Symmetrical Digital Subscriber Line (SDSL)
ADigital Subscriber Line (DSL) transmission that uploads and downloads data at the same speed.
system requirements
Minimum storage, memory capacity, and processing standards recommended by the software manufacturer to ensure proper operation of a software application.
system software
The set of programs that enables a computer's hardware devices and application software to work together; it includes the operating system and utility programs.
tax-preparation software
An application program such as Intuit's TurboTax and H&R Block's TaxCut for preparing state and federal taxes.

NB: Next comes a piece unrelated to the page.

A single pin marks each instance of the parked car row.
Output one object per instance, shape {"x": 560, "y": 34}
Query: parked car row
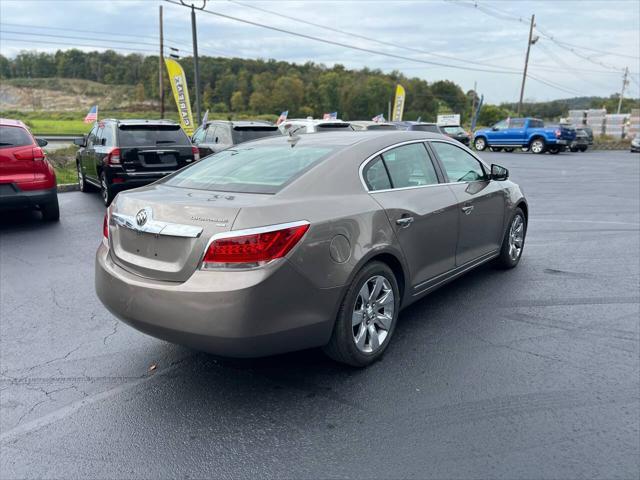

Each program offers a complete set of tax forms and instructions as well as expert advice on how to complete each form.
telephony software
Software that, combined with the Internet, speakers, and a microphone, turns a computer into a high-tech phone and answering service.
templates
Forms included in many productivity applications that provide the basic structure for a particular kind of document, spreadsheet, or presentation.
top-level domain (TLD)
The three-letter suffix in the domain name (such as .com or .edu) that indicates the kind of organization the host is.
twisted pair wiring (or twisted pair cable)
Telephone lines made of copper wires that are twisted around each other and surrounded by a plastic jacket.
Uniform Resource Locator (URL)
AWeb site's unique address, such as www.microsoft.com.
videoconferencing
Technology that enables a person sitting at a computer and equipped with a personal video camera and a microphone to transmit video and audio across the Internet (or other communications medium). All computers participating in a videoconference need to have a microphone and speakers installed so that participants can hear one another.
virtual reality programs
Software that turns an artificial environment into a realistic experience.
Web browser
Software that enables a user to access the Web.
Web page authoring software
Programs you can use to design interactive Web pages without knowing any Hypertext Markup Language (HTML) code.
Web site
A location on the Web.
Web-based e-mail
E-mail that uses the Internet as the client; therefore, a user can access a Web-based e-mail account from any computer that has access to the Web-no special client software is needed.
weblog (blog)
Personal logs or journal entries posted on the Web.
wildcards
Symbols used in an Internet search when the user is unsure of the keyword's spelling or when a word can be spelled in different ways or can contain different endings. The asterisk (*) is used to replace a series of letters and the percent sign (%) to replace a single letter in a word.
wizards
Step-by-step guides that walk you through the necessary steps to complete a complicated task.
word processing software
Programs used to create and edit written documents such as papers, letters, and résumés.
World Wide Web (WWW or Web)
The part of the Internet used the most. What distinguishes the Web from the rest of the Internet is (1) its use of common communication protocols (such as Transmission Control Protocol/Internet Protocol, or TCP/IP) and special languages (such as the Hypertext Markup Language, or HTML) that enable different computers to talk to each other and display information in compatible formats, and (2) its use of special links (called hyperlinks) that enable users to jump from one place to another in the Web.